How to prove that $a^{x}\leq b^{y}$ for any cardinal number a,b, $x,y$ with a$\leq$b , $x\leq y$?
First, I want to show that $p^r\leq\ q^r$ and $r^p\leq\ r^q$ for any cardinal number $p,q,r$ with $p\leq q$.
If $P,Q,R$ are sets such that $cardP=p, cardQ=q, cardR=r,$ it is easy to show that $p^r\leq\ q^r$ because $P$ is equipotent with some subset of $Q$
But I don't know how to show that $r^p\leq\ r^q$
Could anyone help me?
Remember that $C^D$ is the set of functions from $D$ to $C$.
Without loss of generality, assume $P\subseteq Q$.

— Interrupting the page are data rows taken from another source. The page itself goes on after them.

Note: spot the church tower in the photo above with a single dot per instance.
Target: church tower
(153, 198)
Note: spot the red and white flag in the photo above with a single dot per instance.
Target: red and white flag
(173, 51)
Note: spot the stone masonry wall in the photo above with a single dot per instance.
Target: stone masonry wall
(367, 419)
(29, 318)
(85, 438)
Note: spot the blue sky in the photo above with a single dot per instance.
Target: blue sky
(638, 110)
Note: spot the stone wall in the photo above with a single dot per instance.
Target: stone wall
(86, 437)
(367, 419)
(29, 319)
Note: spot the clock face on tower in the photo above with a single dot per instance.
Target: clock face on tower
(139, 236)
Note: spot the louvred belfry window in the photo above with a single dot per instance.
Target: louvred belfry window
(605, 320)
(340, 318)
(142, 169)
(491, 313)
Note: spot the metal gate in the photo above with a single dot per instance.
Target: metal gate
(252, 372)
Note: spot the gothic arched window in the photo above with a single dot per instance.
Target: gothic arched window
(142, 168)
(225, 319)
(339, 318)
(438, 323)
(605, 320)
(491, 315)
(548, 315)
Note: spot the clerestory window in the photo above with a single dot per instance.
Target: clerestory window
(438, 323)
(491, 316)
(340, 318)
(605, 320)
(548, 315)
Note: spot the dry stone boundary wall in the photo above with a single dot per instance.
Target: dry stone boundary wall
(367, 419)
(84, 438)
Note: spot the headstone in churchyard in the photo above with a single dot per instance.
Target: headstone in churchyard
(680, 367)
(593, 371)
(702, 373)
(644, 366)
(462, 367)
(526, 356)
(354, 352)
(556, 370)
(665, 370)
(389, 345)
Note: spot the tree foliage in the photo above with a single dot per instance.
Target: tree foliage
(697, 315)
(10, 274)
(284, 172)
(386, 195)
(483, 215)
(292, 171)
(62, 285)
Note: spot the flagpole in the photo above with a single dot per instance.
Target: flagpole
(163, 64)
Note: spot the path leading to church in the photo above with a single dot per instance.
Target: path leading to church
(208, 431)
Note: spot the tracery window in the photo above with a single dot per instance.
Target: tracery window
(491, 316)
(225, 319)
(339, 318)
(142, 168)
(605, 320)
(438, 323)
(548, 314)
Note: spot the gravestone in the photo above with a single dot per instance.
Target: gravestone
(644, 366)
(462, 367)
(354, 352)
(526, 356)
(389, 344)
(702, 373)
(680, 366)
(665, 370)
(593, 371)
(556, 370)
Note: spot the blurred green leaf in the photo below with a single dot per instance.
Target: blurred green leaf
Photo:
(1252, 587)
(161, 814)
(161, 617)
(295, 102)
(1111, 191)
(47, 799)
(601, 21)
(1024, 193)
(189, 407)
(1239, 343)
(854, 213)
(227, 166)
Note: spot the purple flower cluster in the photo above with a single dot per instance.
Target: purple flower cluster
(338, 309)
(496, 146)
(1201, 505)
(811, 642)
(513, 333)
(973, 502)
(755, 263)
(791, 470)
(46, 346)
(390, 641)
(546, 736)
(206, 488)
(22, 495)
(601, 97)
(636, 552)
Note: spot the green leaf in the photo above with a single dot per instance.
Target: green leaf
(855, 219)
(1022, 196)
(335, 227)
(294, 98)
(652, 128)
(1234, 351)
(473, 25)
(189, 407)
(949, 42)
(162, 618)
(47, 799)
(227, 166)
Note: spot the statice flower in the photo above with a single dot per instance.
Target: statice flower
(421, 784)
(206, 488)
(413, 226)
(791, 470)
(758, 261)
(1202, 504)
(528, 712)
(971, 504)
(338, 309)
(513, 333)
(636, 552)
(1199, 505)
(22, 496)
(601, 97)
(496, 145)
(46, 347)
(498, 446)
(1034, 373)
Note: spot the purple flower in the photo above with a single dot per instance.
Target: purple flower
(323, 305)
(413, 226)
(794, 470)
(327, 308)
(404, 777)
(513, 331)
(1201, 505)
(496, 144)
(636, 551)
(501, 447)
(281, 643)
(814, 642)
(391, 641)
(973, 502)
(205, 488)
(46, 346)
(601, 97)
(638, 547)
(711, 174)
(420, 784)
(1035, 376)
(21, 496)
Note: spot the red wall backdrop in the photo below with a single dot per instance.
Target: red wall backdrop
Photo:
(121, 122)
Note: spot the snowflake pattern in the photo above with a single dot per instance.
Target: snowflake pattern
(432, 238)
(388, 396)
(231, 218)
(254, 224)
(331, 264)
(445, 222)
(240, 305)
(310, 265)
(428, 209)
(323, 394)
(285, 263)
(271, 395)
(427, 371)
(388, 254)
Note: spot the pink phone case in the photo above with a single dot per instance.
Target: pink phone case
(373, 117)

If $q=0$ then the statement is trivial (because then $p=0$ as well), therefore assume $q>0$, that is, $Q$ is not empty. Therefore you can choose a single element $a\in Q$ (there are no further requirements on $a$).
Now you can define a map $\phi:R^P\to R^Q$ as follows: $$\phi(f)(x) = \begin{cases} f(x) & x\in P\\ a & \text{otherwise} \end{cases}$$ It is not hard to check that $\phi$ is indeed an injection, and therefore $|R^P|\le |R^Q|$, that is, $r^p\le r^q$.